Karadeniz bölgemizdeki 13 ilimizde risk azaltma faaliyetlerine süratle başlıyoruz. Böylelikle öncelikle senelerce yaşadığımız sel, taşkın ve heyelan afetlerinin önüne geçmeyi hedefliyoruz. Derelerimizdeki temizlik ve ıslah çalışmalarına hız vermek suretiyle yoğun yağış dönemi başlamadan gerekli tedbirleri hayata geçireceğiz. Her zaman söylediğimiz gibi depremler, seller, heyelanlar, yangınlar gibi tabiat olaylarının önüne geçemeyiz. Fakat bunların yol açacağı zararları en aza indirmek bizlerin elindedir. Bizim inancımızda tedbir tevekküle mani değildir. Hangi meselede olursa olsun görevimiz önce her türlü önlemi bihakkın almak ardından da Rabbimizin takdirine teslim olmaktır. Tedbirsiz tevekkül samimiyetin değil cehaletin alametidir. Hz. Mevlana bu hakikati, akıl sonradan ah çekmek için değil, düşünüp tedbir almak içindir diyerek ifade etmiştir. Bugünkü imza töreniyle özellikle yağış mevsimi çalmadan kapımızı riski en yüksek yerlerden başlayarak devlet olarak üzerimize düşeni yapıyoruz. Protokol sayesinde kullanıma sunulan yeni iş makinalarımızın da yardımıyla 2024 yılını daha sorunsuz, sıkıntısız inşallah can ve mal kaybı yaşamadan atlatacağımıza inanıyorum. AFAD ve DSİ'ye çalışmalarında şimdiden kolaylıklar diliyorum.
"Türkiye iklim krizinin sonuçlarını en çok hisseden devletlerin başında geliyor"

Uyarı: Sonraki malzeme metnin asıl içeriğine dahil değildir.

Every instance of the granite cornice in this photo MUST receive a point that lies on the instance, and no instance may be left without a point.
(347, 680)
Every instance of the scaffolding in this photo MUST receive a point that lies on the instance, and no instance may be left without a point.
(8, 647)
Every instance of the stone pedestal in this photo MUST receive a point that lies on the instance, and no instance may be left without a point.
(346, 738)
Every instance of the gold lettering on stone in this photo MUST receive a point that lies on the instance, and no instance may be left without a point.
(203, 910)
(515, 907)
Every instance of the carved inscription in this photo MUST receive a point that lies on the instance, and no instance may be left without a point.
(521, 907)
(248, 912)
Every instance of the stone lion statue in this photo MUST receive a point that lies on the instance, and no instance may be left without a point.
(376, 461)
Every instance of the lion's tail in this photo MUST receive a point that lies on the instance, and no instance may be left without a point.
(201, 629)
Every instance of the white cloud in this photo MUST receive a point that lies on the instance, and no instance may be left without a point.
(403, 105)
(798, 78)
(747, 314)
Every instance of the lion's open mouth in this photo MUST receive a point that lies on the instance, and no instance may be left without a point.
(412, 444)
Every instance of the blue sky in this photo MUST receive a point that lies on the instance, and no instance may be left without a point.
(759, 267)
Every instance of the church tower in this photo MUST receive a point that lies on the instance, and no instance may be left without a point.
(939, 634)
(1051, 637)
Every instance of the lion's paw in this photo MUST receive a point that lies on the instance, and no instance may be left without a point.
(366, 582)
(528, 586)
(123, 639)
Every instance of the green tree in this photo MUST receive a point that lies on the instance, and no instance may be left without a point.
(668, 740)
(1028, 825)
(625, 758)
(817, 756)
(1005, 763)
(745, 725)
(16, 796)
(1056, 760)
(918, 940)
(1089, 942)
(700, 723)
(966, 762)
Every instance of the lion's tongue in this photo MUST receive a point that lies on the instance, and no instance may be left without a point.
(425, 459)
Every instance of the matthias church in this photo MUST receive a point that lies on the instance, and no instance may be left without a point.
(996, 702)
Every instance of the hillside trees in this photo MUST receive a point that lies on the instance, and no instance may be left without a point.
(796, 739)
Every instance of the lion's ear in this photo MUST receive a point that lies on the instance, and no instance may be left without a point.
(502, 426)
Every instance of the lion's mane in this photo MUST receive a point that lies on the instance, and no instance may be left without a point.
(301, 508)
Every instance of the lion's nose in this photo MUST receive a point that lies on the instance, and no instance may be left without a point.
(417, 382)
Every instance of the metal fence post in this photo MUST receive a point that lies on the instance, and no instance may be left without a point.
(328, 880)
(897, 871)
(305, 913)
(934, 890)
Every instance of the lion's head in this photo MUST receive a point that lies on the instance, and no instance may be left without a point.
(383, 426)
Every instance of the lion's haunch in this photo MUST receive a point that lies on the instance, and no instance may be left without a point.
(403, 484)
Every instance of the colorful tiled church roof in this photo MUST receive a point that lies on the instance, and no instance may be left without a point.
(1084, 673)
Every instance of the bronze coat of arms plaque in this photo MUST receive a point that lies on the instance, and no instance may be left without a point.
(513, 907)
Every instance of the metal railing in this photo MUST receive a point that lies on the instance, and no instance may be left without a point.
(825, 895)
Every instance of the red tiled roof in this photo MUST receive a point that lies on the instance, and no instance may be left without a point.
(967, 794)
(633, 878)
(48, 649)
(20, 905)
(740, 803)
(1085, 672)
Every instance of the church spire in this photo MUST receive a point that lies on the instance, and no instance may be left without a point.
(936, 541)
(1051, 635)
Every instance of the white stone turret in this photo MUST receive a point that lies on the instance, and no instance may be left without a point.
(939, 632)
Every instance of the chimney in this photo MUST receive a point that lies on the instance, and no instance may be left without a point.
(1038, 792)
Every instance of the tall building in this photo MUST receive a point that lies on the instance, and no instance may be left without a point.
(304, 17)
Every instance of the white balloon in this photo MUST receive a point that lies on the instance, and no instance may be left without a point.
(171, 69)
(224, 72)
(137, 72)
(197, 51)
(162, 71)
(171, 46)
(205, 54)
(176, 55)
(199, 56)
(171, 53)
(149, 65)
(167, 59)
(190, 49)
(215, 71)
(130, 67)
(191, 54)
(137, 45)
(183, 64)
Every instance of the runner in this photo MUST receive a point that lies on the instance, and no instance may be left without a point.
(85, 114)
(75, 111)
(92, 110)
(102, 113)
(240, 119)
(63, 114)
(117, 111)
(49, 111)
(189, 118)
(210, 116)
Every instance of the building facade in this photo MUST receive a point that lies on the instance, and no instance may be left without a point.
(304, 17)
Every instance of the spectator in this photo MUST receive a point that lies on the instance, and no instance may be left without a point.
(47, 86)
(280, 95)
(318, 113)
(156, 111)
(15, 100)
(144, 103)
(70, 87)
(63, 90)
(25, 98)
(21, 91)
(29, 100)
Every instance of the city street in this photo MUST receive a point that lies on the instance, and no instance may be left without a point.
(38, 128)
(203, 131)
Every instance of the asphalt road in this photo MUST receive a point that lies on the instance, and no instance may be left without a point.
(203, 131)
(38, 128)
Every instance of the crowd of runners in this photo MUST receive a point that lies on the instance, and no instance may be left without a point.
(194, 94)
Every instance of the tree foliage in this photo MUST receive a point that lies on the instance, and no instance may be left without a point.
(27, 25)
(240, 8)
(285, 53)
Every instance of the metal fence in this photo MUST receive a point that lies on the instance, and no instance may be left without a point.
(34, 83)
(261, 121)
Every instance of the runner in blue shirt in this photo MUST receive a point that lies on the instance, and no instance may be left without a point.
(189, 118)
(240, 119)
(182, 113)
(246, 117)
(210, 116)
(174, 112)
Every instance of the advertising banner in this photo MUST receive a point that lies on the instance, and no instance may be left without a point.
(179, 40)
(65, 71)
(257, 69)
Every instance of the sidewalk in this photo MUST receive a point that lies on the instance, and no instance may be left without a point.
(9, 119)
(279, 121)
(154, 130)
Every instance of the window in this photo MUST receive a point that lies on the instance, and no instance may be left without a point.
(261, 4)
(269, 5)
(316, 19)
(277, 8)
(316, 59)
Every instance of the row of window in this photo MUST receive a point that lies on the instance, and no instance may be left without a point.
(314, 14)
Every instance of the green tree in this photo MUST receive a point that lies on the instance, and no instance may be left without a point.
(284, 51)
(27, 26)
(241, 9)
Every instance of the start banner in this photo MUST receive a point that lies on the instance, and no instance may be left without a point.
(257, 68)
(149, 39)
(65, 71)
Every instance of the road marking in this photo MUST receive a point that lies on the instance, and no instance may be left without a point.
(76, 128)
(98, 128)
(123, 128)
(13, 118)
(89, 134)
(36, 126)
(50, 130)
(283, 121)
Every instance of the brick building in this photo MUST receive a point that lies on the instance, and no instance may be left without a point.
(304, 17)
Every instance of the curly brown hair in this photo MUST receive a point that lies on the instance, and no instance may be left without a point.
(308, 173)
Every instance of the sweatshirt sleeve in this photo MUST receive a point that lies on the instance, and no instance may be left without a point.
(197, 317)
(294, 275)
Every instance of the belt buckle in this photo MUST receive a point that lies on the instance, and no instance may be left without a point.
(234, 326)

Ülkemizi sadece jeopolitik açıdan değil, coğrafi olarak da kritik bir bölgede yaşadığımıza göre tedbirlerimizi buna göre almalıyız. Negatif ve pozitif anlamlarıyla coğrafya kaderdir sözünün ne demek olduğunu bizler çok iyi biliyoruz. Akdeniz havzasında yer alan Türkiye aynı coğrafyayı paylaştığı diğer ülkelerle birlikte iklim krizinin can yakıcı sonuçlarını en çok hisseden, bundan en fazla mağdur olan devletlerin başında geliyor. 2023 senesi ülkemizle birlikte tüm dünyada en sıcak yıl olarak maalesef kayıtlara geçti. İklim değişikliği, biyolojik çeşitlilik kaybı ve kirlilik olarak adlandırılan 3'lü gezegen krizi karşısında en yoğun mücadeleyi veren ülkelerden biri olduk. Son yıllarda depremden sel baskınlarına, yangınlardan taşkınlara, salgından savaşa çok farklı sınamalarla karşı karşıya kaldık. Tedbirli olmak ile tedbirsiz yakalanmak arasındaki devasa farkı bu sınamaların tamamında bizzat tecrübe ettik. Binlerce canımız plansızlığa, hazırlıksızlığa kurban giderken, vaktinde önlem alındığında can ve mal kayıplarını nasıl azaltabileceğimizi de yine bu hadiselerde bizzat görmüş olduk.
"5 yaşında bir evladımız göz göre göre hayatını kaybetti"
İşte evvelki gün İstanbul'un göbeğindeki bir parkta çok basit tedbirler alınmadığı için 5 yaşında bir evladımız göz göre göre hayatını kaybetti. Bu acı olayın öncesinde Beşiktaş Gayrettepe'deki gece kulübü yangınında 29 emekçi kardeşimizi, Antalya'daki teleferik faciasında bir vatandaşımızı ihmallere kurban verdik. Lafa gelince işçi hakları konusunda mangalda kül bırakmayanların bu iş cinayetlerinin hiç birinde sesi soluğu çıkmadı. Hatta Antalya'daki teleferik faciasının sorumlularını ellerinden gelse neredeyse demokrasi kahramanı ilan edeceklerdi.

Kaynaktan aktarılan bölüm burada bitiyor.